Further, workers who care for a loved one with COVID-19 may also be allowed to work from home to provide them with more time for their caregiving roles and also, protect the rest of the workforce from the infection.

Employers should also ensure the work environment is remodeled to incorporate local COVID-19 health recommendations for those who wish to work onsite. You should also ensure remote workers can do their jobs safely by carrying out a risk assessment to evaluate and mitigate the risk of injuries and diseases that could be caused by remote work

Empower Departments

Empower your supervisors and department heads to identify job functions that are best suited for the office environment, and create an effective work plan to allow employees to perform their roles on-site in an environment that safeguards their health.

The department heads can identify teams and individuals with no experience with remote work or who would work better within the office environment, as well as critical work activities that may be impeded if the key employees involved work from home.
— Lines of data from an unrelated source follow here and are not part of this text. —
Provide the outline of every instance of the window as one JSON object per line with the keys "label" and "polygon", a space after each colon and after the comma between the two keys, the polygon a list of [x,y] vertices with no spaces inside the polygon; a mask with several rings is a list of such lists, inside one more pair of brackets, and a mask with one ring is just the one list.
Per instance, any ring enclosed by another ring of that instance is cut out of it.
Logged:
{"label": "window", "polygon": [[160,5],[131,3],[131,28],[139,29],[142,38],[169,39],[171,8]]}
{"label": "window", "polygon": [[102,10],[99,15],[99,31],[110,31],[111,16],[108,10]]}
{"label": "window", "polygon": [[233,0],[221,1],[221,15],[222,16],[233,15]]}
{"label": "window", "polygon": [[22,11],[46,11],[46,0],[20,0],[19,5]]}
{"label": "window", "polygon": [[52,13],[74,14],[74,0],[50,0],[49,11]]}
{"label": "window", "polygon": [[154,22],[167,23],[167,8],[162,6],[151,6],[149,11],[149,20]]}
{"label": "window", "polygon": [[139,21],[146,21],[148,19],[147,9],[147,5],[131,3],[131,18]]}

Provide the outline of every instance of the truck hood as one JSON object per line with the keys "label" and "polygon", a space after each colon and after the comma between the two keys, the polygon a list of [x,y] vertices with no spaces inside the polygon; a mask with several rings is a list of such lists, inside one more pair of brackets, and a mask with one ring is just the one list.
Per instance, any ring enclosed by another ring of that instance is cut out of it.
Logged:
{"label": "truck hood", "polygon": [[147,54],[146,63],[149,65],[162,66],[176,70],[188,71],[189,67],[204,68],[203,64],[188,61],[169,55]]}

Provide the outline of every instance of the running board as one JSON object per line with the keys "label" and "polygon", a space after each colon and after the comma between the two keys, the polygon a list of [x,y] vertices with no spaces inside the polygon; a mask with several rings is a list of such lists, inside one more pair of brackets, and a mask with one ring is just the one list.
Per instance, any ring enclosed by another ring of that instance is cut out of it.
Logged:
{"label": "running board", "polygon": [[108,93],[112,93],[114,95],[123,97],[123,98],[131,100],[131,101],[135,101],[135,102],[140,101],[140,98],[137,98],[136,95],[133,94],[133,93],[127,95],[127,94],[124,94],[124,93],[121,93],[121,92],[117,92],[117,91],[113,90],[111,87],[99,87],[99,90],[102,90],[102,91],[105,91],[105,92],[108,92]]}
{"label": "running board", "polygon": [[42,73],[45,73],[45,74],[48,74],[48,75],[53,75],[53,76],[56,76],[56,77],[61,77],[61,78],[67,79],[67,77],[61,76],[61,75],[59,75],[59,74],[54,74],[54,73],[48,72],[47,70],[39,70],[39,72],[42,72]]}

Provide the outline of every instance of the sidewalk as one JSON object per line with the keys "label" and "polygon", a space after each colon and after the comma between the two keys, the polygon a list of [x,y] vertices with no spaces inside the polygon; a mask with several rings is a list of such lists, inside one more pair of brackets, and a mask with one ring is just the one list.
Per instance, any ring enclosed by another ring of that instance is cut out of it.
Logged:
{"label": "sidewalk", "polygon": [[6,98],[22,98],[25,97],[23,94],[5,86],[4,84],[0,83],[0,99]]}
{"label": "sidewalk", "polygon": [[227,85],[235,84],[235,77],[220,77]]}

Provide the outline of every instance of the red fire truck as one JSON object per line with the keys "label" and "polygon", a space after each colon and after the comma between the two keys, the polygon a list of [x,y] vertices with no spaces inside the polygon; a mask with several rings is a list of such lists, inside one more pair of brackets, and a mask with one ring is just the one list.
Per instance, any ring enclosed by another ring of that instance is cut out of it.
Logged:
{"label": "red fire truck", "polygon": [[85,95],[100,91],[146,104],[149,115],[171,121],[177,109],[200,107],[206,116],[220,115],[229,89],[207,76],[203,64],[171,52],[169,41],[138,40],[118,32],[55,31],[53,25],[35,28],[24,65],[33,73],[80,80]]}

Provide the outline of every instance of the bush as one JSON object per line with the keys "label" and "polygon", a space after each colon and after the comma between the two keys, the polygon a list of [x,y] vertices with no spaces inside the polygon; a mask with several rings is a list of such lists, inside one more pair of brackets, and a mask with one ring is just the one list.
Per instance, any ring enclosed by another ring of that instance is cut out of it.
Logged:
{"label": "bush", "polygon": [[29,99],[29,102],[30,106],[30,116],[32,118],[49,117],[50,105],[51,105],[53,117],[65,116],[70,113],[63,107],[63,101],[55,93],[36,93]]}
HR managers may need to readapt work patterns in these situations to allow workers to adopt a hybrid schedule, which allows them to work on-site only for tasks that involve more physical and manual activities on-site.

So departments can determine who works from home on the basis of job contexts and on which models yield the best results both for the employee and the business.
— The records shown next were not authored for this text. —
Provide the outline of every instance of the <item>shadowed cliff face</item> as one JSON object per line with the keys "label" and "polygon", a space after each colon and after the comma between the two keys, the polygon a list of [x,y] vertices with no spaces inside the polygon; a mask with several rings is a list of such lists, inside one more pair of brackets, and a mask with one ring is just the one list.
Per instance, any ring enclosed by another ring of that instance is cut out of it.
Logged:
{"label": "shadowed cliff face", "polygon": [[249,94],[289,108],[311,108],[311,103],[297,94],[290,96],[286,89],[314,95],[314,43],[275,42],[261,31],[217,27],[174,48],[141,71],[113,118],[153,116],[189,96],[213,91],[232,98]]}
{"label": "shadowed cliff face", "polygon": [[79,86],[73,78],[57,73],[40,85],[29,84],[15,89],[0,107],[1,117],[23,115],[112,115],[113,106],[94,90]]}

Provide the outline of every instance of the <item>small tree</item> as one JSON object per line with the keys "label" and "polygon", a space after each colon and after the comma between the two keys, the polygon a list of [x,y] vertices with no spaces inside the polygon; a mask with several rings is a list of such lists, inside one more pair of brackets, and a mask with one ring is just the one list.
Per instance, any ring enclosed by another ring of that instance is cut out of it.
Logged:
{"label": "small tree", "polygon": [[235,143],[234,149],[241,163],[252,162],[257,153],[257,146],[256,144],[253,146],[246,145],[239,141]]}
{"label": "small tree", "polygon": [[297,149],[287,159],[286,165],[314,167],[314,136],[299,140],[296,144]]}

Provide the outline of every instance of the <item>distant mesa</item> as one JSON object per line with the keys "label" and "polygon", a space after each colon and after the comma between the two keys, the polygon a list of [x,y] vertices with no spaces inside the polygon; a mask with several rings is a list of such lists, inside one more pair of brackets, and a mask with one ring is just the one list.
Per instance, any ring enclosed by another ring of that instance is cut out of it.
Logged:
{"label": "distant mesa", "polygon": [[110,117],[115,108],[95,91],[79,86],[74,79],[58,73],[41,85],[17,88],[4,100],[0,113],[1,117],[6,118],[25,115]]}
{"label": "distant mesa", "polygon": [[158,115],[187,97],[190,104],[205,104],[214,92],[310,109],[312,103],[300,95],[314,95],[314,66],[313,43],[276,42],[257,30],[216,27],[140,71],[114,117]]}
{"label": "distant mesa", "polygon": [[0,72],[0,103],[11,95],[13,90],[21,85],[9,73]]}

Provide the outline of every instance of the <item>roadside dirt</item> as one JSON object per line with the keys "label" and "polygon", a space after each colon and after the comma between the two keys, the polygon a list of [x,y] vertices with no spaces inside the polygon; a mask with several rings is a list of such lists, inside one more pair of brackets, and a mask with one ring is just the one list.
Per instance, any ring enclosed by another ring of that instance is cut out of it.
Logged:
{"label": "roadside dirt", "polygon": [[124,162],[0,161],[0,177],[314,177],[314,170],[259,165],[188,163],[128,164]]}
Tips to Ensure Successful Telework

Remote work does not always guarantee productivity. Without the right work conditions, resources, and tools, employees may find working from home much less productive. Employers need to implement some measures for a successful remote work policy:

1. Provide the right technology and resources

In a recent PwC survey, employees identified inadequate infrastructure as the primary impediment to successful remote work. Identify and provide technology tools your employees will need to work effectively from home. You also need to train employees on how to use these tools to ensure an efficient workflow

2. Set up clear work schedules

To make remote workers more productive, be clear about what hours you want them to be available. This clearly defines personal and work times for employees and helps them build a healthier work-life balance.

3. Encourage Communication

The social isolation that comes with the pandemic is bad enough, working from home may deepen the feeling of being alone for many workers. Supervisors should set up a system that ensures seamless  access to colleagues and supervisors. Employers should also maintain frequent check-ins and encourage communication among employees via interactive breaks and regular team meetings.

Final Thoughts

Recent surveys have found that remote work has yielded positive results both for employers and their employees. Less commute stress, lower burnout rates, and increased job flexibility are among the reasons why most employees are considering remote work in the post-pandemic era; however, many employers aren’t sure what remote work should be like after the pandemic without sabotaging workplace productivity. Therefore, managers need to factor in key considerations, including employee productivity, job contexts, and employee health and safety, to optimize remote work and model an effective strategy for telework.